L’Instruction Publique centre le rapport Maître-Elèves et ne s’en éloigne jamais. Il s’agit toujours d’instruction dans le sens de l’enseignement de matières nécessaires à la poursuite d’une scolarité harmonieuse. Il n’empêche que la formule a aussi ses échecs parce que tout réside dans les qualités du Maître. Son Art. Et, malheureusement, tous les Maîtres ne se valent pas.


A l’inverse, pour l’Education Nationale, le fondamental est l’équipe. Educative par principe. Si donc le terme d’éducatif se substitue à celui d’enseignement, on ne peut plus parler d’instruction, parce que l’on ne saisit pas ce que l’éducatif vient faire dans le système scolaire. A part de pallier les problèmes de discipline? Et quand les problèmes de discipline sont trop prégnants, l’enseignement devient impossible. L’art du maître ne sert plus de rien.

Convenons qu’éducatif et scolarité forment le mariage de la carpe et du lapin. Qu’en pense l’église? Prévoit-on des manifs contre ce type d’union contre nature? J’irai manifester, croyez-le.
Le rapport de base est donc faussé: les problèmes sociaux, éducatifs, souvent de l’ordre de la discipline piègent la relation enseignants-élèves. De plus, maintenir en classe des élèves qui ne reçoivent aucun bienfait de l’éducation nationale n’est pas la meilleure chose. L’éducation nationale a intérêt à créer des sections d’apprentissage valables pour ceux qui vomissent le système normal.
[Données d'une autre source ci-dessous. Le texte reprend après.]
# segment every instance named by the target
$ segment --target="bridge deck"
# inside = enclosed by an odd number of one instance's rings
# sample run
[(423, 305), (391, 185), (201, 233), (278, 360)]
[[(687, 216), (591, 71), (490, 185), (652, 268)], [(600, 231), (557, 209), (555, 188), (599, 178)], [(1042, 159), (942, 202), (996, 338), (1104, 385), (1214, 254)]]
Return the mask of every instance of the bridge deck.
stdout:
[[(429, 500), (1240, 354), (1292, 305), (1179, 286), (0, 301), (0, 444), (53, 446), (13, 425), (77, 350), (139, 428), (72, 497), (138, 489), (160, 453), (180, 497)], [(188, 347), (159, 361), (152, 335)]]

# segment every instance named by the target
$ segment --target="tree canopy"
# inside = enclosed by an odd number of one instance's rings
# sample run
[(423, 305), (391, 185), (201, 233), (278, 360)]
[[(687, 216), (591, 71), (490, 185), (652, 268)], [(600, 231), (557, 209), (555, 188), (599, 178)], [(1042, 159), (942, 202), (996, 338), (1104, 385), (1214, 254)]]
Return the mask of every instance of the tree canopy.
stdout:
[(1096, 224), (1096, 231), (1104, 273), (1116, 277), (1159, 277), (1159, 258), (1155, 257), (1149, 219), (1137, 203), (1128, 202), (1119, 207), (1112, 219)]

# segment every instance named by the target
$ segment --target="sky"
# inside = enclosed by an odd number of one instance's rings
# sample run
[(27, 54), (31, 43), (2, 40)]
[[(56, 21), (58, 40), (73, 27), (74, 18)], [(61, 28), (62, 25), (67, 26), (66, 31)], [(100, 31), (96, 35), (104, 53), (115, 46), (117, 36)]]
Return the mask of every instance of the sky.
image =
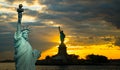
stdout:
[(64, 31), (68, 54), (88, 54), (120, 59), (120, 0), (0, 0), (0, 60), (14, 57), (19, 4), (23, 4), (22, 26), (30, 27), (33, 49), (57, 54), (58, 26)]

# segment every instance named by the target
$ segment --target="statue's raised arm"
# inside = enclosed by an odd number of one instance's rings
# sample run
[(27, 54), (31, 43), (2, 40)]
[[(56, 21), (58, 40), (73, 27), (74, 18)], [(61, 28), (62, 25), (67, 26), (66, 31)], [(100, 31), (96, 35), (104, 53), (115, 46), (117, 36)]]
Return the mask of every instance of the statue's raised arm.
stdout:
[(22, 12), (24, 12), (24, 9), (22, 8), (23, 5), (19, 4), (19, 8), (17, 9), (18, 12), (18, 23), (17, 23), (17, 35), (20, 35), (21, 33), (21, 20), (22, 20)]
[(60, 26), (58, 27), (59, 32), (61, 32)]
Vous me direz que, dans le secondaire, les élèves ont affaire à de nombreux enseignants à l’inverse du primaire. Je dirai : qu’il y en ait un ou dix, qu’est-ce que cela change? Pourvu qu’on ait des Maîtres. Et de préférence, de bons maîtres bien formés.

Que l’enseignant redevienne Maître de sa discipline et de sa classe. Qu’il tende vers l’excellence dans sa matière. C’est la condition nécessaire et suffisante pour que les choses aillent mieux.

Parce qu’aucune équipe éducative ne palliera jamais le mauvais maître.

De mes «Cévennes». Le 15 février An de Grâce 2013. Et que ceux qui me préfèrent plus primesautier veuillent bien m’excuser de ce petit en-cas que je m’offre. Promis. Je reviendrai au suçotage! A Dan!
Ndlr: l'Instruction Publique devient Education Nationale en 1932! L'équipe éducative apparaît par décret en 1990.L'instituteur devient professeur des école en 1989 et l'IUFM remplacera l'école de formation des maîtres.
De 1950 à 1958, mes instits étaient encore des maîtres modèle 1932. Puis, au collège et lycée, mes instituteurs modèle 1932 étaient devenus professeurs...
L'Education Nationale est longue à bouger son c.. je le disais!